Habituation to test room

On arrival (week 1 of the study) pigs were given individual ear tags and then left undisturbed (except for cleaning and feeding) for three days. During weeks 1–2 the pigs were gradually habituated to human contact, moving to the Test Room and spending time on the load platform. They were initially introduced to the room in a group of six and food treats were available throughout. Over a period of days, the group sizes were reduced and time periods increased until each pig was spending at least 5 minutes alone on the platform.

Testing

The aim of this study was to generate recordings of a large number of Defence Cascade events and then, using all these events, to compare metrics generated by different measurement techniques in order to establish the validity of computer vision measures of the DC response.

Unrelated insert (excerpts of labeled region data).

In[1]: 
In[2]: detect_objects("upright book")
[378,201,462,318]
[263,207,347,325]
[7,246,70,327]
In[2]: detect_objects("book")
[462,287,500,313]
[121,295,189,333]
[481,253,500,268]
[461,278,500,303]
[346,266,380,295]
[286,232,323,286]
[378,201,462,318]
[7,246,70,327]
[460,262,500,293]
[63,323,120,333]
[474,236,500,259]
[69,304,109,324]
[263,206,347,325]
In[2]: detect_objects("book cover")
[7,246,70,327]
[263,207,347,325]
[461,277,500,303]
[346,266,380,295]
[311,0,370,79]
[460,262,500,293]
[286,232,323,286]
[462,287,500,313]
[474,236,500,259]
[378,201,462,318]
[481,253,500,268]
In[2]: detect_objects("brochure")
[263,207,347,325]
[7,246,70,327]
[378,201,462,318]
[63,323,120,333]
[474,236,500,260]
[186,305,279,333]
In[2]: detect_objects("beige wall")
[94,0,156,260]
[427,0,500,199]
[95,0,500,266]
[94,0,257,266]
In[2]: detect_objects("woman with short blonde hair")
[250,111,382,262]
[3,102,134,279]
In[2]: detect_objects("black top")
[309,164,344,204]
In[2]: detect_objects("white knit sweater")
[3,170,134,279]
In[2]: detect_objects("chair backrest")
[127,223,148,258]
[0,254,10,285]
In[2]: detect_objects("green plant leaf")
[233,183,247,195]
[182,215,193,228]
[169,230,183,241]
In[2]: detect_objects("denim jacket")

To this end pigs were tested repeatedly to generate the dataset of recordings. Testing was carried out when the pigs were relatively young and light (weeks 3–5 of the study; 9–11 weeks of age; 20–40 kg) and subsequently when they approached slaughter weight (weeks 11–13 of the study; 17–19 weeks of age; 50–80 kg). In each phase, each pig received three Standard test sessions and one Kinematic test session. One pig had to be excluded from two sessions due to illness, thus giving 94 sessions in total.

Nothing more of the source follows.